Exacto. Lo comparto plenamente. Se han mirado como si fueran, en el mejor de los casos, meras plantas de adorno, y en el peor, una zona de relleno para salir del paso. Desgraciadamente, los recursos económicos son siempre escasos, no nos engañemos. Entonces, seguramente, eso nos llevará a tener que seleccionar muy bien el tipo de acciones que debemos emprender. Todos los planteamientos requieren estudios específicos y mantenimientos adecuados. Y es decisiva la gestión. Con la gestión no solo del mantenimiento, sino de las estructuras administrativas y técnicas que van a desarrollar esos planeamientos en las administraciones. Es muy importante el adecuado diseño de los departamentos y las estructuras administrativas. Es decir, finalmente, cómo se garantiza que eso que queremos desarrollar o que se ha desarrollado tenga una vida útil, no solamente viable, sino asequible. Y eso tiene que ver con usar las especies adecuadas, diseños adecuados, personal adecuado, no una cosa de serie que te han vendido en no sé dónde, sino que responda a las necesidades de cada sitio.

"Es realmente sorprende la cantidad de solares públicos que no están desarrollados"

Usted habla de tener múltiples factores en cuenta, como por ejemplo la salud general y en especial la mental. Porque el urbanismo también puede contribuir a unas mejores condiciones en ese sentido, ¿no?

Tenemos que aspirar a una ciudad, a un entorno urbano, de los cuidados, donde el confort, la salud física y mental y la capacidad de sociabilizar estén al servicio del ciudadano. Para que se dé cuenta, ya no se trata de que una planta o un parterre esté bien colocado, esté bien elegida la especie. Es que además tienes que tener cuidado porque de pronto te encuentras con una parte muy importante de la población de esa zona que es asmática y se ve afectada por esas especies.

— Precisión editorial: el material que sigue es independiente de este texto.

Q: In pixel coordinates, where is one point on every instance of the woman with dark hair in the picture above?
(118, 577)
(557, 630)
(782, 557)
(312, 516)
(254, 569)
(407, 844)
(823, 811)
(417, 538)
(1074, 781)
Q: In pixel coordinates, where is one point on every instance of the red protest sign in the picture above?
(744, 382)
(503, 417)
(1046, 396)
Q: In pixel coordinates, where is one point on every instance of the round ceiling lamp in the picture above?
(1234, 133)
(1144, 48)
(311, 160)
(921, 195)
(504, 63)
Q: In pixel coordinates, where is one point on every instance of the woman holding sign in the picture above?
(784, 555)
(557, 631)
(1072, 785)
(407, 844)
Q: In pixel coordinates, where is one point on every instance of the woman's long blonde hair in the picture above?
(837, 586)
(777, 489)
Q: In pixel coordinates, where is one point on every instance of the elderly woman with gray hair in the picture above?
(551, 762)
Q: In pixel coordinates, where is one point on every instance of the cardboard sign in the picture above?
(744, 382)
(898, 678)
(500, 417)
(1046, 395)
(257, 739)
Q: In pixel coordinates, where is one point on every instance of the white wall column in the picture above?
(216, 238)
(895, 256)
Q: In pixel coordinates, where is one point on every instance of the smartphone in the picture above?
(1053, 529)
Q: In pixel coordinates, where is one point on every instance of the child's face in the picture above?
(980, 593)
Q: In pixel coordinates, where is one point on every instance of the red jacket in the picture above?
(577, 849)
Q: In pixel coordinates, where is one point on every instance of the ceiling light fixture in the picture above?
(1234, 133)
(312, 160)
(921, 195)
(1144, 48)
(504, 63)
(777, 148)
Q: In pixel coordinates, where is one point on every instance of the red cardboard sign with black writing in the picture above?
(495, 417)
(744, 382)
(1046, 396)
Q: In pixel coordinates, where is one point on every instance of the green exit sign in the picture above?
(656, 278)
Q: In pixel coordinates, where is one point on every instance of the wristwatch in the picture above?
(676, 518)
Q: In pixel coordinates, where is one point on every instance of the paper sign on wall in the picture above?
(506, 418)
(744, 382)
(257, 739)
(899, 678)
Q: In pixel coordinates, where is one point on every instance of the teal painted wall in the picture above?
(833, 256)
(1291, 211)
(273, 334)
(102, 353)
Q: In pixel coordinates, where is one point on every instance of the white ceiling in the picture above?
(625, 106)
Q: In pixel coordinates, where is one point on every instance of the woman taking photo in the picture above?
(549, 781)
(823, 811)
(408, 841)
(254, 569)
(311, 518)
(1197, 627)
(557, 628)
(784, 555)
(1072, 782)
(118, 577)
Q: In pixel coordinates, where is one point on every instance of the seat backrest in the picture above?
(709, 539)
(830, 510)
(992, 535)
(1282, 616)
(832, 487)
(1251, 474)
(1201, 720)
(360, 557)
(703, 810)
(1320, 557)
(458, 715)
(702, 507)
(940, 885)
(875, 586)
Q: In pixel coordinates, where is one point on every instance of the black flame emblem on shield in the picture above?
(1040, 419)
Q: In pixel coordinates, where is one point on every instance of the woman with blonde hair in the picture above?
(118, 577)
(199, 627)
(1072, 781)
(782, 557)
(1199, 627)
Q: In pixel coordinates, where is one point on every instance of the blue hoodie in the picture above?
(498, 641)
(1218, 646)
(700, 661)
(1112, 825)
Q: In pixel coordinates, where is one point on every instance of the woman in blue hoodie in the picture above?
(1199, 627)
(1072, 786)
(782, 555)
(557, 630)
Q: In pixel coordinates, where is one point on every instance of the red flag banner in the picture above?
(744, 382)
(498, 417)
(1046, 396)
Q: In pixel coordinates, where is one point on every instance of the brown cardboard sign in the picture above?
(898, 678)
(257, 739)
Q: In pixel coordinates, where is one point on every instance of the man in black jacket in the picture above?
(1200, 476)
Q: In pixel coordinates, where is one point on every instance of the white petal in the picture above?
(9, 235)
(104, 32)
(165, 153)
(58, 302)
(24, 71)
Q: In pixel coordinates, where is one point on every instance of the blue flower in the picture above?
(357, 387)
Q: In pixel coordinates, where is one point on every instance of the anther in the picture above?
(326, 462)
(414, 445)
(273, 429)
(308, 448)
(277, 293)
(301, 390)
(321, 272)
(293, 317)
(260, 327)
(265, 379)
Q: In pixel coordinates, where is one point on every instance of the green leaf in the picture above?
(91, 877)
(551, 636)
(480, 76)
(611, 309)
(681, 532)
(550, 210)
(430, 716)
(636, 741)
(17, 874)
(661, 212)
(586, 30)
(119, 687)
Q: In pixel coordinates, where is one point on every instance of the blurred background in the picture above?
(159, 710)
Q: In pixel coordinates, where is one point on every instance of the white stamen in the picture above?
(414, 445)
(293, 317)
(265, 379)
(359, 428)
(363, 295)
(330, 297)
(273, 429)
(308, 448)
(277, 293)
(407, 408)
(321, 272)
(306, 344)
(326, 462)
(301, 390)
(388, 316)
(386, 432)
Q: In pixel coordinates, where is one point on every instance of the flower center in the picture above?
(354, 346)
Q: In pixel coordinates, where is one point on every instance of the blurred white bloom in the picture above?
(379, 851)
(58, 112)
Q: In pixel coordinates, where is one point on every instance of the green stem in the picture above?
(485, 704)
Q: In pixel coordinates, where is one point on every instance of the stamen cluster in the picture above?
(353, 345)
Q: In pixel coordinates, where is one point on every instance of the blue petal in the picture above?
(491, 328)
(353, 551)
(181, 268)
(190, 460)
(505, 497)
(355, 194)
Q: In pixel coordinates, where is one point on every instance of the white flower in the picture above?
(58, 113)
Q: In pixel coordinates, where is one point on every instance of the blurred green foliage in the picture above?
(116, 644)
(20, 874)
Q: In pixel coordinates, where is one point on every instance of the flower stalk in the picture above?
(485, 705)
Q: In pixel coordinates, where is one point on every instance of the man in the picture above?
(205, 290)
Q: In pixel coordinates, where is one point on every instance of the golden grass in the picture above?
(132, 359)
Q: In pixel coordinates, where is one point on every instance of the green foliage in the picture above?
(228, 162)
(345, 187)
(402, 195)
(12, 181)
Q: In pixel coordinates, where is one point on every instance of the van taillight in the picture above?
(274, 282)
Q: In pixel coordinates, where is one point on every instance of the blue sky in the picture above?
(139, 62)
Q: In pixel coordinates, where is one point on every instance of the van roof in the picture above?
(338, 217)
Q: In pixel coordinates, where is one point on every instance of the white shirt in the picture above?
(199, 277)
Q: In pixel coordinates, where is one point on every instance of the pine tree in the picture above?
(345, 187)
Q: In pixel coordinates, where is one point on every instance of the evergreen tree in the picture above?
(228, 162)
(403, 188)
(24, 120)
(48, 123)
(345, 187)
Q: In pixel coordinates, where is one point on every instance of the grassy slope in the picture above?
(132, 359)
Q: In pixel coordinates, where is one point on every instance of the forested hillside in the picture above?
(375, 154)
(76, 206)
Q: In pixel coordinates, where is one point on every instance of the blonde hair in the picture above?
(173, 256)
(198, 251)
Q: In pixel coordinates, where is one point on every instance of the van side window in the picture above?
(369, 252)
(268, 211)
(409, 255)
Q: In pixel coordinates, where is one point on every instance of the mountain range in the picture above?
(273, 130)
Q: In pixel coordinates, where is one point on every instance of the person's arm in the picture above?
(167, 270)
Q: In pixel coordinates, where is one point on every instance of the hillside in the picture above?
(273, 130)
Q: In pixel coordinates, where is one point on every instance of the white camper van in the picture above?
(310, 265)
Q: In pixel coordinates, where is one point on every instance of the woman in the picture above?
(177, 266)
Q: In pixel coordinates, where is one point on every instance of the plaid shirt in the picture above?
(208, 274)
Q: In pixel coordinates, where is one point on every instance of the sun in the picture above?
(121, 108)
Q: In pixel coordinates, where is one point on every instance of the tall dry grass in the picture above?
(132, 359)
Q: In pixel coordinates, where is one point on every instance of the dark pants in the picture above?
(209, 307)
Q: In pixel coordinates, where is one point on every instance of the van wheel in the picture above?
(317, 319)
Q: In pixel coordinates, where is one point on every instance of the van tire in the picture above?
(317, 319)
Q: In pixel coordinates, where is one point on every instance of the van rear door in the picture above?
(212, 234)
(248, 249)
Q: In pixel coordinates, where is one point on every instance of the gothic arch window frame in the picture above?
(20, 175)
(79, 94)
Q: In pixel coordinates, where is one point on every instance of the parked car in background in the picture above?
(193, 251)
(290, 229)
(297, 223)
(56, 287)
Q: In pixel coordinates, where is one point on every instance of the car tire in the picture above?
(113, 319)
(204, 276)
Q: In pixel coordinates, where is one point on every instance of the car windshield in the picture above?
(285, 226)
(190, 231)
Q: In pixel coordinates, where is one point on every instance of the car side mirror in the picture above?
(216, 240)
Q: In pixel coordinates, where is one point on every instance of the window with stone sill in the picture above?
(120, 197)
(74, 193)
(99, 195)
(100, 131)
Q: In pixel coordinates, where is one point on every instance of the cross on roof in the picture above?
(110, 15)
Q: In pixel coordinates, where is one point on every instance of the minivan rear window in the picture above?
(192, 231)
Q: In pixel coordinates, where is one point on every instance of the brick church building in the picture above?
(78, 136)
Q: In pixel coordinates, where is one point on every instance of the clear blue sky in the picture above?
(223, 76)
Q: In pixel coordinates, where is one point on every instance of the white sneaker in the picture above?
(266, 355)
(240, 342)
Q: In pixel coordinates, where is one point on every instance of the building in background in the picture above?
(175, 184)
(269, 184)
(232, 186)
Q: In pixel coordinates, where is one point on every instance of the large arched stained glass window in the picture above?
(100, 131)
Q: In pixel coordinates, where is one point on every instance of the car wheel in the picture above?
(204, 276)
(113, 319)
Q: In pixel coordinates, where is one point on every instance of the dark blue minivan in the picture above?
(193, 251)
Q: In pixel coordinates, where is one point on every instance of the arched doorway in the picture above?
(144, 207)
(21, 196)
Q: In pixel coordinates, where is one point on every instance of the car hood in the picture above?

Y cuando viene la primavera, pues hay mucho polen y supone un riesgo. Son muchos los factores que se tienen que planificar. Por ejemplo, a la hora de diseñar determinado mobiliario urbano, tienes que tener en cuenta, en cierta zona, que te lo pueden destrozar los skaters. Entonces tendrás que diseñar bancos para evitar que los destrocen.

¿Cree que hace falta pedagogía para involucrar al ciudadano?

Es importantísimo, y de eso creo que desgraciadamente carecemos, poner en marcha en paralelo una auténtica agenda de pedagogía ciudadana. Porque no se trata simplemente de qué bonito queda el árbol en las fotografías, qué bonito es ese jardín vertical... Ante todo hay que avanzar en esa agenda de pedagogía que tiene que ser permanente y que hoy por hoy no está en la calle. La gente en general usa muy mal el mobiliario urbano.

"Hace falta también una auténtica agenda de pedagogía ciudadana"

¿Se olvidaron los urbanistas de estos aspectos a la hora de diseñar espacios urbanos, sí se han tenido en cuenta o los propusieron pero no les hicieron caso?

Nuestro papel es realmente complicado. En realidad no podemos hablar de urbanistas en sentido estricto. Participan infinidad de disciplinas: arquitectos, ingenieros, abogados, ambientalistas, geógrafos, economistas, sociólogos, mediadores, asistentes sociales... Sería suicida intervenir si no tienes un diagnóstico amplio. El problema es cómo coordinar todos estos diagnósticos y conocimientos, y además, por si fuera poco, cómo encajarlos en los marcos legales para que no se anulen en cadena. Nosotros no ordenamos el territorio en un sentido general; ordenamos los usos en función de determinadas necesidades sociales, oportunidades económicas, necesidades materiales, necesidades ambientales... Y hacemos propuestas que tienen que encajar en los objetivos, siempre políticos. Hablar de urbanismo, en un sentido genérico, es hablar de política. Para buscar la calidad del espacio público hay que partir de unas decisiones que no toman los profesionales, sino los políticos.